Vous est-il déjà arrivé de vous demander si les choix que vous faites pour votre futur et les efforts que vous déployez en accord avec ces choix sont futiles? Vous arrive-t-il d’avoir une remise en question et de craindre d’être complètement à côté de la plaque? Pour ma part, j’ai ce sentiment étrange d’avoir pris le mauvais chemin dès que le sujet de l’environnement est sur la table. Et cela ne vient pas du fait qu’il y ait plusieurs voies et qu’il faille trouver la nôtre, mais c’est plutôt du fait que la situation environnementale est à ce point critique, qu’elle exigerait que chacun.e d’entre nous prenne le chemin de sa défense sans tarder. Autrement dit, il m’arrive parfois, après avoir lu une nouvelle du genre « Les glaciers du Groenland fondent 100 fois plus vite que prévu» (Contegat, 2022) ou « Le changement climatique pourrait devenir plus meurtrier que le cancer » (Sideris, 2022), de me dire qu’après tout, à quoi bon continuer de tracer notre chemin selon les attentes sociétales, si l’on sait bien qu’à la ligne d’arrivée, rien de tout ce qui existe présentement n’aura été épargné par notre cupidité. Devrions-nous vraiment poursuivre notre vie comme les autres l’ont fait auparavant et garder notre tête dans le sable, ou devrions-nous tout mettre en veilleuse et nous battre pour faire bouger les choses et ainsi poser des actions à la hauteur du problème environnemental actuel ?   

*** 

L’écoanxiété  

La gamme d’émotions décrites ci-haut, telles l’impuissance, la peur et la tristesse ressenties en lien avec l’environnement, peut être identifiée comme étant les écoémotions (Tel-Jeunes, s. d.). Parmi celles-ci se trouve l’écoanxiété, qui peut être reconnue comme étant « une grande inquiétude liée au sort de la planète et aux enjeux environnementaux actuels » (Tel-Jeunes, s. d.), à laquelle s’ajoutent « frustration politique et volonté de changer le monde » (Dageville, 2022). Ce néologisme apparait en 1997 et, malgré son intégration dans le Larousse 2023, l’écoanxiété n’est toujours pas reconnue par l’Organisation mondiale de la santé. Il reste que ce terme est de plus en plus étudié, si bien qu’une augmentation de 108 % de sa mention dans les articles publiés est observée entre 2018 et 2019 (Dageville, 2022).  

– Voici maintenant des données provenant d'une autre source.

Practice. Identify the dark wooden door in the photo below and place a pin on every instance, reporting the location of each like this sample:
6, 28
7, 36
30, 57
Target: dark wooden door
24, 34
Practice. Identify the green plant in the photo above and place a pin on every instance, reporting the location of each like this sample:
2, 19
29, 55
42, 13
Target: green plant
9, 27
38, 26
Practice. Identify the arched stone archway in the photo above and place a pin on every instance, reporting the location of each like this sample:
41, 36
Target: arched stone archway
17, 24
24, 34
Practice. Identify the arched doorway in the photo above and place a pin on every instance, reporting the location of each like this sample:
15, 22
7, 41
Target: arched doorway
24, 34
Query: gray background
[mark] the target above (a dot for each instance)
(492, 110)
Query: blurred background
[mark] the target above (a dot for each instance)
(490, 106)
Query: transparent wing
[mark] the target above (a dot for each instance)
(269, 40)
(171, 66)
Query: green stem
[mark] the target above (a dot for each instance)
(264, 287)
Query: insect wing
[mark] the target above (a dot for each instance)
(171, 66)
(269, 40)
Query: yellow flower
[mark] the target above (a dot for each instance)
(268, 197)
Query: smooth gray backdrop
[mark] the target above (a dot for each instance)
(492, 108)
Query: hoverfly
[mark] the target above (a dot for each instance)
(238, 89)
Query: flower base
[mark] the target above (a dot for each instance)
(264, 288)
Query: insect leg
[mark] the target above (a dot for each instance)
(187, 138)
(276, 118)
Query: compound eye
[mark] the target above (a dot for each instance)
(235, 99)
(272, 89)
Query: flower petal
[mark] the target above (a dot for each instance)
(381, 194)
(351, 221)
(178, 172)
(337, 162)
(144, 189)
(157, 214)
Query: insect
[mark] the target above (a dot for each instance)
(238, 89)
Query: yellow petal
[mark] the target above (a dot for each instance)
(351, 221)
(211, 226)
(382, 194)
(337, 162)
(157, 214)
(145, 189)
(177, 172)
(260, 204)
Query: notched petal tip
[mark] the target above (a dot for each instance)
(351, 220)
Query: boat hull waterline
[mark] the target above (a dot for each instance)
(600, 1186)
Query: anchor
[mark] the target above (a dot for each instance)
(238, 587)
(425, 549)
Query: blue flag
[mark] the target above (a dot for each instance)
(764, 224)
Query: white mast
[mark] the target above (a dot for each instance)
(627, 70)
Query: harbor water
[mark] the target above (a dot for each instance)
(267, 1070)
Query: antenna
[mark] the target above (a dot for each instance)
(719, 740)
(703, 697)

Cette forme d’anxiété environnementale toucherait davantage la jeune population et les récipiendaires universitaires (Dageville, 2022). En effet, 45 % des jeunes à travers le monde souffrent d’écoanxiété, pourcentage variant évidemment d’une région à l’autre du globe (RTBF TENDANCE avec AFP, 2021). Ce n’est donc pas étonnant d’apprendre qu’une étude de 2018 rapporte que l’environnement est la principale préoccupation de la jeunesse (Dageville, 2022), préoccupation que ne semblent pas réellement partager les instances politiques au pouvoir. Certain.e.s chercheur.e.s qualifient même l’inaction gouvernementale de « préjudice moral » envers le peuple actuel et futur (RTBF TENDANCE avec AFP, 2021). Cette vision est partagée par plusieurs activistes, notamment Elizabeth Wanjiru Wathuti, fondatrice de Green Generation Initiative, qui avance tristement que « nous (étudiant.e.s) ne mourrons pas de vieillesse, nous mourrons des conséquences du changement climatique. » (Dageville, 2022). 

Ses effets 

Nombreux sont les effets de l’anxiété climatique, que ce soit la volonté d’agir pour l’environnement, les troubles du sommeil ou même le suicide. Une étude réalisée en 2022 démontre sans équivoque que l’écoanxiété peut se transmuer en dépression et en trouble anxieux généralisé (Dageville, 2022). Une autre recherche, dont les résultats sont choquants, nous fait part du lien entre réchauffement climatique et suicide, notamment en affirmant que chaque augmentation de la température globale de 1 °C amène avec elle une augmentation de 1 % des suicides qui ont pour principale cause l’écoanxiété (Dageville, 2022). Évidemment, ces situations extrêmes sont minoritaires chez les personnes écoanxieuses, mais il reste que cette condition influence les choix de vie des individu.e.s concerné.e.s. Par exemple, les individu.e.s écoanxieux.ses choisiront souvent de ne pas avoir d’enfant.s, choix plus qu’efficace pour réduire son impact environnemental, et souvent motivé par la peur de fonder une famille dans un monde qui s’effondre (Dageville, 2022).   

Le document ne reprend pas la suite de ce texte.